LED-Screens, Instrumente, eigene Lichteffekte, eigene Soundanlage Feuerwerk, und und und: Wie es sich mittlerweile gehört, reist jede Band, die an einem grossen Festival ihr Publikum mitreissen möchte, mit eigenem Material von Festival zu Festival.
Damit das Material rechtzeitig und komplett ankommt, ist eine ausgefeilte Logistik gefragt. Gilt für jedes Festival, aber ganz besonders für das Gurtenfestival.
Hier ist alles schräg, nichts ist ebenerdig. Und die Zufahrt ist eng und einspurig.
Damit spricht Schilt die grösste Herausforderung an: Zum Festivalgelände auf dem Berner Hausberg führt lediglich ein einziges, schmales Strässchen. Ein 40-Tonnen-Lastwagen käme zwar mit viel Fahrgefühl hoch, könnte aber unterwegs nicht wenden. Deshalb ist es für die von den Bands eingesetzten Sattelschlepper eine unmöglich zu bewältigende Anfahrt.
Damit die Co-Headliner-Show der beiden deutschen Rapper Marteria und Casper, die für Donnerstag, 23:45 Uhr angesetzt ist, also rechtzeitig beginnen kann, müssen Schilt und seine Crew bereits frühmorgens ready sein. Wir haben sie bei ihrer Arbeit begleitet:
07:00 Uhr: Ausladen & Umladen
Los geht es rund 17 (!) Stunden vor Konzertbeginn. Über Nacht sind vier Sattelschlepper angekommen. Der Inhalt wird auf einem Parkplatz der Gemeinde Kehrsatz am Fuss des Gurtens in acht kleinere Lastwagen umgeladen.
«Alle Produktionen, die schon einmal auf dem Gurten waren, wissen haargenau wie es hier abläuft und was für eine eingespielte Crew wir sind», sagt Schilt. Produktionen, die zum ersten Mal mit ihm zusammenarbeiten, seien zu Beginn skeptisch.

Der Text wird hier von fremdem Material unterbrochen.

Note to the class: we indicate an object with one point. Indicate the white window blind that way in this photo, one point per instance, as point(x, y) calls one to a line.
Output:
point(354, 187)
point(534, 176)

Diese Form von Materialtransport sei für sie ungewohnt, erzählt er weiter.
07:30 Uhr: Die engste Stelle
Dass «selbst nach oben fahren» für die Bands und ihre Crews keine realistische Option ist, merken sie spätestens am Nadelöhr der Gurtenauffahrt.
«Spätestens wenn ich ihnen diese Stelle zeige», Schilt zeigt uns eine enge Wegstelle zwischen zwei Bauernhäusern, «merken alle, dass sie besser unten umladen». (In der Vergangenheit haben hier schon einige Lastwagen am Haus angeschlagen und Spuren hinterlassen.)
08:00 Uhr: Ausladen hinter der Bühne
16 Stagehands und vier Techniker entladen das Material, das in der sehr knapp bemessenen Ausladezone hinter der Hauptbühne eintrifft.
Bis jetzt hat noch jede Band rechtzeitig angefangen zu spielen.
Bis dorthin kann es jedoch ein steiniger Weg sein. Wenn Bands mit übergrossen Gegenständen anreisen. Das war beispielsweise beim Bühnendekor von Muse der Fall: «Wir mussten dafür extra einen Spezialtransporter organisieren. Das dauerte ewig. Da kamen wir ans Limit.»
11:00 Uhr: Soundcheck, Videoproben, Projektionstests
Sobald die ganze Show von Marteria und Casper auf der Bühne aufgebaut und gestestet ist, wird sie bereits wieder runtergenommen und auf beiden Bühnenseiten verstaut. Nur wenn jeder Handgriff sitzt, ist es später möglich, die ganze Show während der einstündigen Umbaupause für den Auftritt bereit zu machen.
Wer jetzt einen Blick auf die Bühne wirft, dem wird sofort klar, warum der ganze Materialtransport schon früh am Morgen stattfinden muss. Später am Tag, wenn andere Bands die Bühne bespielen und der Weg auf den Gurten hinauf mit zahlreichen Personentransporten belegt ist, wäre eine ordentliche Installation praktisch unmöglich.
Die Arbeit, welche hinter den Kulissen am Gurten stattfindet, ist eine produktionstechnische Meisterleistung. Diese passiert aber im Hintergrund. Oder hast du dich schon mal gefragt, wer wann das ganze Material auf die Bühne geschleppt hat? Jetzt weisst du es.
Auffallend: Zwar wird überall geschraubt und gebastelt, die Stimmung ist jedoch äusserst ruhig: «Keine Hektik und nichts», sagt Schilt. «Am Morgen ist es hier immer sehr ruhig. Das ist die schönste Zeit hier», strahlt er.